The mechanism of the improvement has not been fully clarified as yet, but the specific proportion of the aromatic oxycarboxylic acid may be assumed to block or control the moisture adsorption onto the metal compound.

The addition effect of the aromatic oxycarboxylic acid is however little unless the aromatic oxycarboxylic acid is identical in species to the aromatic hydroxycarboxylic acid constituting the metal compound. This may be attributable to the stability of the metal compound associated with the acid strength and symmetry of the aromatic oxycarboxylic acid.

Herein, the term "aromatic oxycarboxylic acid" is used to refer to a substituted or unsubstituted aromatic hydroxycarboxylic acid and a substituted or unsubstituted aromatic alkoxycarboxylic acid (preferably having 1-6 carbon atoms in the alkoxy group). Such an aromatic oxycarboxylic acid can provide a higher chargeability to the resultant charge-controlling agent presumably because of an effect of a substituent bonded to an aromatic ring through the oxygen atom for lowering the negative charge density on the oxygen atom in the carboxyl group.
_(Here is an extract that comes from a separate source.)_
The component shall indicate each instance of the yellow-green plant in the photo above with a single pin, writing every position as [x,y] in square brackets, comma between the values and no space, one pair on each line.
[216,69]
The aromatic oxycarboxylic acid may be substituted with one or more groups. Preferred examples of such substituted aromatic oxycarboxylic acid may include monoalkyl- or dialkyl-aromatic oxycarboxylic acids having preferably 1-12 carbon atoms in each alkyl group because of a high chargeability even in a high-humidity environment. This may be attributable to a small negative charge density of carboxyl group oxygen due to a resonance structure of the monoalkyl- or dialkyl-aromatic oxycarboxylic acid, a three-dimensionally large structure of the co-present monoalkyl- or dialkyl-substituted aromatic oxycarboxylic acid functioning to block water molecules.

Preferred examples of the aromatic hydroxycarboxylic acid may include salicylic acid, and hydroxynaphthoic acid each preferably having one or two alkyl groups. Preferred species of the aromatic hydroxycarboxylic acid may include salicylic acid, alkylsalicylic acid, dialkylsalicylic acid, hydroxynaphthoic acid and alkylhydroxynaphthoic acid. 3,5-Di-tert-butylsalicylic acid and 5-tert-octylsalicylic acid are particularly preferred as the aromatic hydroxycarboxylic acid. Preferred examples of the aromatic alkoxycarboxylic acid may be obtained by substituting an alkoxy group for the hydroxy group in the above compounds.

The valence and ionic radius of metal in the metal compound is correlated with the strength of bond with the aromatic oxycarbolxylic acid, and a higher metal valence and a smaller ionic radius lead to a stronger bond with the aromatic oxycarboxylic acid, thus providing a metal compound of which the bond is less liable to be broken during production or long use of the toner and which is more stably fixed in the toner particles.

According to our study, the metal constituting the metal compound may preferably have a valence of two or more and an ionic radius of at most 0.8 .ANG. (with reference to values listed in Table 15.23 at page 718 of "Kagaku Binran (Chemical Handbook) Revised Third Edition" edited by the Chemical Society of Japan). Preferred examples of the metal include aluminum, chromium and zinc, among which aluminum is particularly preferred.

The charge-controlling agent may preferably contain the aromatic oxycarboxylic acid and the aromatic oxycarboxylic acid metal compound in amounts of A (wt. %) and B (wt. %) satisfying:

1/99.ltoreq.A/B.ltoreq.20/80, more preferably 1/99.ltoreq.A/B.ltoreq.15/85, further preferably 1/99.ltoreq.A/B.ltoreq.10/90.

In case of A/B<1/99, the amount of the aromatic oxycarboxylic acid blocking the metal compound from moisture is scarce, so that the chargeability in a high-humidity environment is liable to be lowered. On the other hand, in case of 20/80<A/B, the metal compound is completely covered with the aromatic oxycarboxylic acid, so that the charging speed in a low-humidity environment is liable to be lowered and toner scattering is liable to be caused to fail in keeping high image qualities during a long period of use.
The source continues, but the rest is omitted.